November 18th, 2009, 16:10
If ur options are get data back urself or bin it - then before binig ill sugest follwing.
Since ur drive is identified in BIOS and can even be seen in ur computer - get ur hands on a program called R-Studio , run it , select ur damaged drive in options and scan it. After scan is done look for the data u want to try to recover and grab it. If u need any clarifications on the process - ill check ur topic tommorow at work. Gl.
Ill add a little. Usualy a droped external drive while it spins will sustain a physical damage, head crash , bind spindle. But in this event it will click , or wont spin up at all. But u said that ur plug and play identifies it. And even assignes it a drive letter. So imo ull be fine.
Edit N3. If u are succesfull in retreiving ur data - copy it to another drive and use the droped one at ur own risk ( i would not use it at all TBH )
November 20th, 2009, 8:27
Hello Alexii,
With help from a friend we started a hard disk scan using the R-Studio program that you mentioned. However it's been running now for 14 hours and has got through only 400Mbytes of a 1TByte disk!!!... also, all I am seeing in the log section is the following message continuously scrolling...
"Read disk BUFFOLOExternal HDD as position <nnnnn> failed after 1 attempts. Data error (cyclic redundacy check)(23)"
...where <nnnnn> keeps increasing.
At this rate I suspect the thing will still be scanning this time next year!!

Although I guess if it ever manages to get pass the failed read attempts it will speed up?
One final point to mention, although the light on the external Buffalo drive casing is flashing (to indicate drive activity) I'm not hearing anything... even if I put my ear against the drive I detect no drive noise... it's a Western Digital drive and I usually hear it when it's being accessed, so I'm not sure if the scan is actually accessing the drive???... what do you think?
Thanks
Sharon
November 20th, 2009, 8:52
You are killing your disk.
Stop if you want to see the data again.
November 20th, 2009, 10:19
killing my disk???... in what way?... please elaborate.
November 20th, 2009, 10:27
trying to read a dropped hard drive using R Studio. You have a failing head or many unreadable sectors, the more you try to access these sectors the greater chance the head will crash and fail. Then you need serious money to recover the data.
R Studio is not designed for such a failure, you will need to send it to a lab to extract the data in a safe manner. The more you play, the greater its going to cost.
Is the data important?
November 20th, 2009, 10:31
sharon_w139 wrote:Hello Alexii,
With help from a friend we started a hard disk scan using the R-Studio program that you mentioned. However it's been running now for 14 hours and has got through only 400Mbytes of a 1TByte disk!!!... also, all I am seeing in the log section is the following message continuously scrolling...

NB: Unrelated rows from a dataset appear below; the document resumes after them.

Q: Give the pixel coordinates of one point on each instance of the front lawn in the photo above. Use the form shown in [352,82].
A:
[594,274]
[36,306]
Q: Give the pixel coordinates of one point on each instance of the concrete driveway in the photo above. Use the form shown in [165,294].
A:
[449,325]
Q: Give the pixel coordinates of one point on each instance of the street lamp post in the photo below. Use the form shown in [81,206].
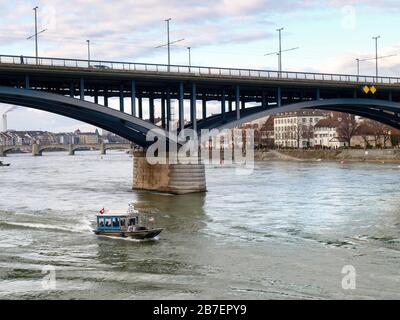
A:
[88,43]
[358,68]
[280,49]
[168,43]
[190,58]
[376,55]
[36,41]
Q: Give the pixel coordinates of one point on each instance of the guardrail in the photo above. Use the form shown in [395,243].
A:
[196,70]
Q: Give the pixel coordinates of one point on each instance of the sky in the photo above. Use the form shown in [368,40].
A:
[330,35]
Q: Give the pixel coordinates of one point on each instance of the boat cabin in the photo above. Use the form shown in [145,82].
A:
[116,221]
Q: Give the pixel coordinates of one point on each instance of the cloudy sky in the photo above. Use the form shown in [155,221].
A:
[331,34]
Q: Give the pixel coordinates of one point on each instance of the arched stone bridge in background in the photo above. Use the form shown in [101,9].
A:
[83,90]
[38,149]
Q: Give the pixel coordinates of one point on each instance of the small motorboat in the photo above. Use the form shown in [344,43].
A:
[4,164]
[125,225]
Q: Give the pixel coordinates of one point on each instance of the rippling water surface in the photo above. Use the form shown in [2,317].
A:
[285,231]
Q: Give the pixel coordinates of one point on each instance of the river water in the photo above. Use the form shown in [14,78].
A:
[283,232]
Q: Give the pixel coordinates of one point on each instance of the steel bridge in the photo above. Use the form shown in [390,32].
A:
[38,149]
[82,90]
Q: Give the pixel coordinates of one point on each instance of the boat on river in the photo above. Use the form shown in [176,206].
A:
[124,224]
[4,164]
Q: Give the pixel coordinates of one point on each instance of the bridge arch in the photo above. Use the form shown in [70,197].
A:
[129,127]
[6,149]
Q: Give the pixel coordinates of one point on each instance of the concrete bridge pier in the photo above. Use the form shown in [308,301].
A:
[169,178]
[71,150]
[102,149]
[36,150]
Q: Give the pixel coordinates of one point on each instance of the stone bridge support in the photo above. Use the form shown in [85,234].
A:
[102,149]
[71,150]
[36,150]
[170,178]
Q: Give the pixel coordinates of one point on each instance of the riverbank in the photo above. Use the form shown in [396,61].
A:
[351,155]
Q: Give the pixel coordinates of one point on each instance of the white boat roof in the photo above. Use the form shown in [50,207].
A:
[116,213]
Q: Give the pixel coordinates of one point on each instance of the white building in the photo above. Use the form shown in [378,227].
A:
[296,129]
[326,134]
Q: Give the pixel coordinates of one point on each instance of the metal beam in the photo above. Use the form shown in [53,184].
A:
[123,124]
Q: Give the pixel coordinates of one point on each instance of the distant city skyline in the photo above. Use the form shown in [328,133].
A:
[331,36]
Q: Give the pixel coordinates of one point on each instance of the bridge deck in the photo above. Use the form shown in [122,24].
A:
[107,70]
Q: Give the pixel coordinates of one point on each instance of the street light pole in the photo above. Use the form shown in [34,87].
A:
[190,58]
[168,43]
[358,67]
[376,55]
[36,41]
[88,42]
[280,49]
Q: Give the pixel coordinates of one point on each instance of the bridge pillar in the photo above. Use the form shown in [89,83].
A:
[35,150]
[102,149]
[169,178]
[71,150]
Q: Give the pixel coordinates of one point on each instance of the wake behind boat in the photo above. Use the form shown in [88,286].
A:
[125,225]
[4,164]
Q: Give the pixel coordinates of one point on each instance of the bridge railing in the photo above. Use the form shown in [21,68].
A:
[105,65]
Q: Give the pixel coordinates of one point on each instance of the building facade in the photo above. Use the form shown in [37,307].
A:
[296,129]
[326,134]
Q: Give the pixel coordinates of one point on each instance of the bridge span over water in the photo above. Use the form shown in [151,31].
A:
[64,86]
[38,149]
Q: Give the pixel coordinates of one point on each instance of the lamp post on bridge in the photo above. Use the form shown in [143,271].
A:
[35,35]
[88,44]
[358,68]
[280,51]
[168,44]
[376,55]
[190,58]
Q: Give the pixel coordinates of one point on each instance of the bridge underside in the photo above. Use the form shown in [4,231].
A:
[145,101]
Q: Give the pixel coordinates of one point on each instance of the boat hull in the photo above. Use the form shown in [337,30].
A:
[139,235]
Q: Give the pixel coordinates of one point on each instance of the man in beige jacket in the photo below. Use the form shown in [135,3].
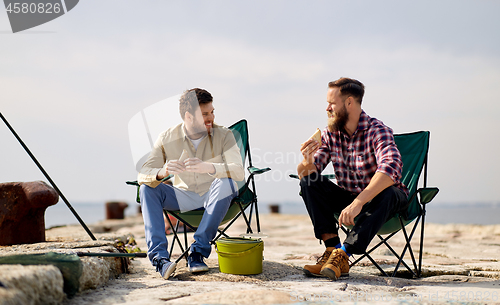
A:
[203,159]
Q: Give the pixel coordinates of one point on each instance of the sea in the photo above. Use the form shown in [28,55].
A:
[481,213]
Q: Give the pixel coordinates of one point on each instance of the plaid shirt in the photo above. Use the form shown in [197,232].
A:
[356,159]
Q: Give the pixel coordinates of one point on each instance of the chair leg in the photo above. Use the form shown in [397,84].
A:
[407,246]
[175,237]
[420,254]
[249,228]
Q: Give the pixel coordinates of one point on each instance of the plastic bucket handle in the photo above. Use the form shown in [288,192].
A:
[239,253]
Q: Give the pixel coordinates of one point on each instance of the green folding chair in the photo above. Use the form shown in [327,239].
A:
[414,148]
[246,199]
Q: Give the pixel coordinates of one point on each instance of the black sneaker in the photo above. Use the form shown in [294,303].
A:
[195,262]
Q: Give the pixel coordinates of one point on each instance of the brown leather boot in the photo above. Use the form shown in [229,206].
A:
[337,265]
[314,270]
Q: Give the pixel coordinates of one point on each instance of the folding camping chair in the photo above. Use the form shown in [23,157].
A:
[414,148]
[247,198]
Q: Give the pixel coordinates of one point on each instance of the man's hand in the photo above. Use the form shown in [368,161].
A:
[308,149]
[350,212]
[195,165]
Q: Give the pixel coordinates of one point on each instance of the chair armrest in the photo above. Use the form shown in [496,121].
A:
[427,194]
[329,176]
[254,170]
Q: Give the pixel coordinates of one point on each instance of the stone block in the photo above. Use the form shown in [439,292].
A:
[115,209]
[22,211]
[30,285]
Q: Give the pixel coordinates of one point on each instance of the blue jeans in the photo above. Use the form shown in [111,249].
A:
[216,202]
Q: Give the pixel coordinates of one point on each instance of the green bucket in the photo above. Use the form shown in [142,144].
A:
[240,255]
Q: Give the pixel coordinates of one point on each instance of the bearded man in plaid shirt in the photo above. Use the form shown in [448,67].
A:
[367,167]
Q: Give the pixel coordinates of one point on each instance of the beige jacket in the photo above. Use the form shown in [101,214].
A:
[173,141]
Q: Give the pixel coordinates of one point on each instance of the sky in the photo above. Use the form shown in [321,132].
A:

"Read disk BUFFOLOExternal HDD as position <nnnnn> failed after 1 attempts. Data error (cyclic redundacy check)(23)"
...where <nnnnn> keeps increasing.
At this rate I suspect the thing will still be scanning this time next year!!

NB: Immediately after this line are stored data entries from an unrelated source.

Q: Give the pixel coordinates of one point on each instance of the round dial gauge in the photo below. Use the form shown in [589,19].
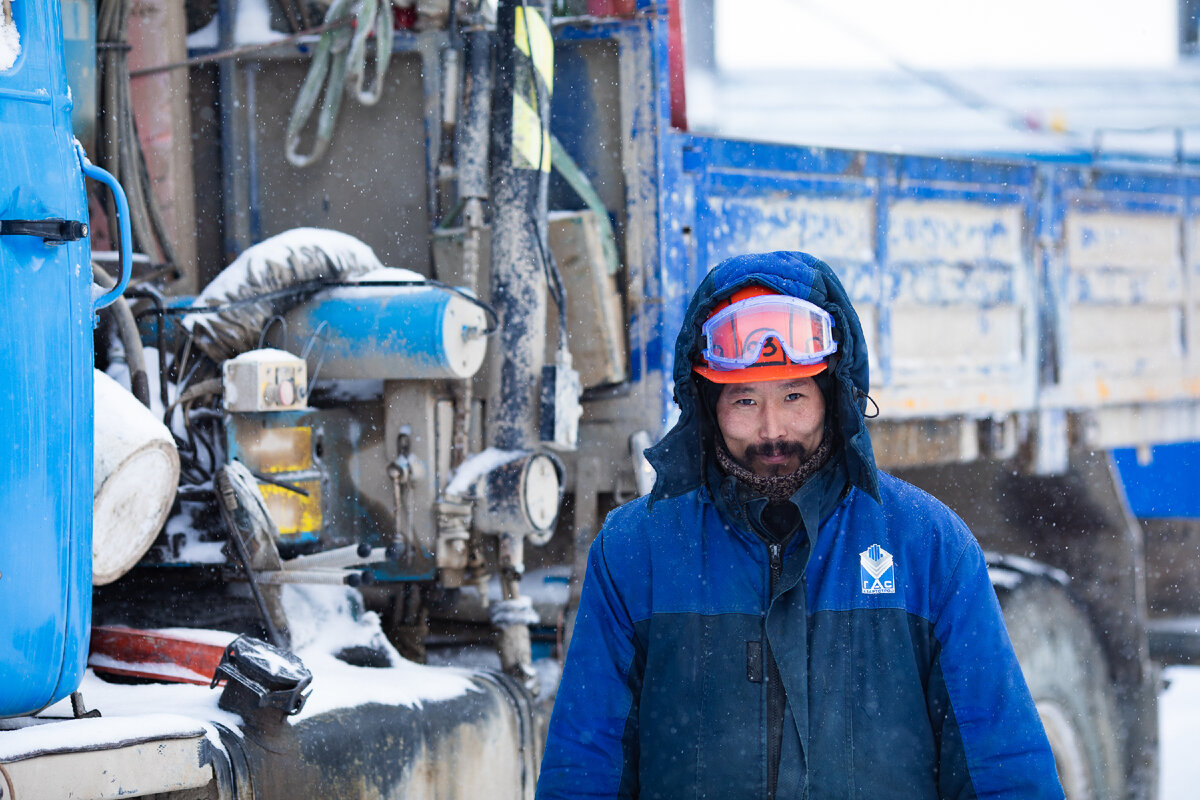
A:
[540,489]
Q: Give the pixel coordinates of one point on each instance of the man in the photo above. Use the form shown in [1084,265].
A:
[778,619]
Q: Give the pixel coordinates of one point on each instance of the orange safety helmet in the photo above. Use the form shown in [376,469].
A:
[762,335]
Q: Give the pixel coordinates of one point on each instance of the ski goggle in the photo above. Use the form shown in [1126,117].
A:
[744,334]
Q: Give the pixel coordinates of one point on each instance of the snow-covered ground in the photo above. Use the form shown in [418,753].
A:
[1179,723]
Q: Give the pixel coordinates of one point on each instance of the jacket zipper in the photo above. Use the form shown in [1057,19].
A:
[774,687]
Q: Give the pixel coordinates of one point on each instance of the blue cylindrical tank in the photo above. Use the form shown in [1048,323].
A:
[46,378]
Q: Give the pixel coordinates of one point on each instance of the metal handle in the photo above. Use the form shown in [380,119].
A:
[123,223]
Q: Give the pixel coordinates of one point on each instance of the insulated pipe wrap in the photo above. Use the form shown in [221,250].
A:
[136,468]
[293,259]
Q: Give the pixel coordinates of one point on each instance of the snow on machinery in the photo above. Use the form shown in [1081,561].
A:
[395,405]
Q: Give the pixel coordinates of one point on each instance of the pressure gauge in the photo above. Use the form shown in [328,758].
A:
[540,491]
[520,495]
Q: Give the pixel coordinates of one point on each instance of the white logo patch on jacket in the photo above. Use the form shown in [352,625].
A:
[877,573]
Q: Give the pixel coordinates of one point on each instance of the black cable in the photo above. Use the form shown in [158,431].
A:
[159,307]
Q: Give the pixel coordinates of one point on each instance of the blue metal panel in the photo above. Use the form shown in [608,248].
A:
[1165,486]
[46,389]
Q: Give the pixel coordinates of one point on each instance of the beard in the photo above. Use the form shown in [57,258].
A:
[774,450]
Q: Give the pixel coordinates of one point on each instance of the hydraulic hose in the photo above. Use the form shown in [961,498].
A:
[131,340]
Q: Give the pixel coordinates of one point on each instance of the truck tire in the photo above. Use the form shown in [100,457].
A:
[1068,678]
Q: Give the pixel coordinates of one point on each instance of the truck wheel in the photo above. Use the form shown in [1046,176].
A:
[1068,678]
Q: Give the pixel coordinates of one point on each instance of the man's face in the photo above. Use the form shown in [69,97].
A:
[772,426]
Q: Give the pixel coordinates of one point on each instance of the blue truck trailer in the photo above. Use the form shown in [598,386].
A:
[415,347]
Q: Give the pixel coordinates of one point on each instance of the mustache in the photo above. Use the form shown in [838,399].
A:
[772,449]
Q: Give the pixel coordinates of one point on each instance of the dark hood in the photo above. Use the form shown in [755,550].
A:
[681,456]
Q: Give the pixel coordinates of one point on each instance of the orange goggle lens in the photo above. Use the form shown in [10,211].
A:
[745,332]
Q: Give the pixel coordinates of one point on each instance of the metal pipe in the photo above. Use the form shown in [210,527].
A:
[471,158]
[520,179]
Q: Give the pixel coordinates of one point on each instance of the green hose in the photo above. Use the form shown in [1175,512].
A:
[342,72]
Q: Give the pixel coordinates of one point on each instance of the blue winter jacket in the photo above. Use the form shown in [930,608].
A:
[898,677]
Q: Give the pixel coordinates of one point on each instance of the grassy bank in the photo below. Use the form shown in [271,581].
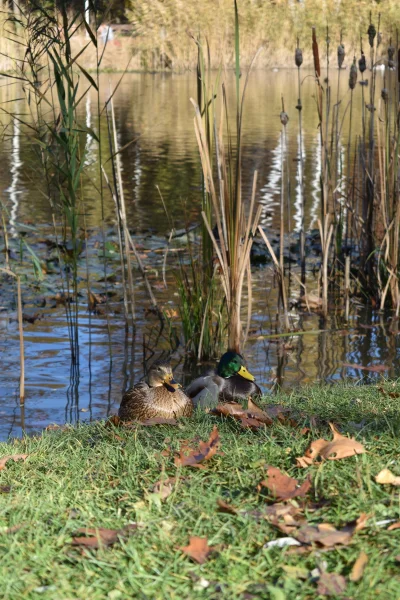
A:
[93,476]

Although I guess if it ever manages to get pass the failed read attempts it will speed up?
One final point to mention, although the light on the external Buffalo drive casing is flashing (to indicate drive activity) I'm not hearing anything... even if I put my ear against the drive I detect no drive noise... it's a Western Digital drive and I usually hear it when it's being accessed, so I'm not sure if the scan is actually accessing the drive???... what do you think?
Thanks
Sharon
Hello Sharon. What i think happened is when ur drive droped there was a mini head crash. And the plater surfaces developed N ammount of bad sectors due to physical damage. The information that was stored in the space where the bad sectors are now is all garbled up (and since u lost ur partition - MBR is damaged for sure ) , and when R-Studio is trying to access it - that information if failing the math test that confirms data integrity (CRC error ). Now in this event the scaning should speed up when it will pass the bads.
Second thing that slows down the scan is the fact that u are using USB enclosure. USB 2.0 is slower then IDE or SATA (dont know what is ur drive ). Now besided R-Studio there are a lot of different recovery programs. If u find R-Studio failing u , allow me to sugest File Scavanger, EASEUS, Recover My Files. Some might work where others fail. And when 1 needs 14h for the scan others can finish in 4h.

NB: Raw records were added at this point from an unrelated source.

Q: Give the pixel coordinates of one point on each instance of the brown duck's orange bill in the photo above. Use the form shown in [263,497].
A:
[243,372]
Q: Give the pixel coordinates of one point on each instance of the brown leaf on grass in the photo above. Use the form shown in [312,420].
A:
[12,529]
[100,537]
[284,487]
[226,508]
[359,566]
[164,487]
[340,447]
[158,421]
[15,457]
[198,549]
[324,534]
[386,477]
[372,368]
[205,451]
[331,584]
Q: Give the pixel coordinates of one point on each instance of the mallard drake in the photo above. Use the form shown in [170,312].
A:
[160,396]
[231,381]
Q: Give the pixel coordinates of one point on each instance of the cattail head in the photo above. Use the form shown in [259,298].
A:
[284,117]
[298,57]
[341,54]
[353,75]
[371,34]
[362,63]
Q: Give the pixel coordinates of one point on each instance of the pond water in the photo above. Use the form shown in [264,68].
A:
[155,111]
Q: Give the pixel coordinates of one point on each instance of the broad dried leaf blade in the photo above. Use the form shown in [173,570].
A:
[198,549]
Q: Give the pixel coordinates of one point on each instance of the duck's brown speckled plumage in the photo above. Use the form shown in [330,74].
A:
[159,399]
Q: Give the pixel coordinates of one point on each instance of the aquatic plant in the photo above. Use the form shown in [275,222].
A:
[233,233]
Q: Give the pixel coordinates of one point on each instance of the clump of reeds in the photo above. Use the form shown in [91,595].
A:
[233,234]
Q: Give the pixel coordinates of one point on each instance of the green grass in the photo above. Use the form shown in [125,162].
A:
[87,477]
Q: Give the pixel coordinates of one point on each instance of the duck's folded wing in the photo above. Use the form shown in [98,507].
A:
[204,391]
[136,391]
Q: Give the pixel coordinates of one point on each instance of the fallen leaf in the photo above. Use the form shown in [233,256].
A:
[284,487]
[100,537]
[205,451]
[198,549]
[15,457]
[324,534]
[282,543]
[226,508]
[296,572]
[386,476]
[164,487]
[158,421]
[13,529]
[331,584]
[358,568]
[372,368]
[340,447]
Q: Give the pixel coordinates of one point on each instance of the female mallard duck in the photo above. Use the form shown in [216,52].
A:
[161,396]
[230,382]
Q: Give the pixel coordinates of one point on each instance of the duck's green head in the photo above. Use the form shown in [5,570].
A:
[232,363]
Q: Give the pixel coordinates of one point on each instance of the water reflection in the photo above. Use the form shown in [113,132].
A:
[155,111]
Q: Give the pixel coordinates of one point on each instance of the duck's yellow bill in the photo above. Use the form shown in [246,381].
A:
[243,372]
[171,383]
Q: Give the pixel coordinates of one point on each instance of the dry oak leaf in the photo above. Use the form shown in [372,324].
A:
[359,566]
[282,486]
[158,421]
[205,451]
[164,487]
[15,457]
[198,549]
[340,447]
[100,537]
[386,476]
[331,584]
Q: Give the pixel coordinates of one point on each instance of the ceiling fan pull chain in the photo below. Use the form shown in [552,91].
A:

Other option is damaged read head(s). This is smth u will not be able to deal with urself, since u have to identify what read head(s) failed and use specialised software to image with that head turned off.
And unfortunatly HDD Spaz can be right. U might be killing the drive atm.
@ HDD Spaz.
Read the OP m8. It was stated DIY or bin it.
November 20th, 2009, 10:35
About the low noise it is usualy a good thing rather then bad. If u see the sectors keep reporting CRC errors that meens hdd is active.
November 20th, 2009, 10:46
Alexii you are giving bad advice. You may cause the data to be lost forever.
It obviously has some importance as she has gone to the trouble of finding this forum and buying data recovery software.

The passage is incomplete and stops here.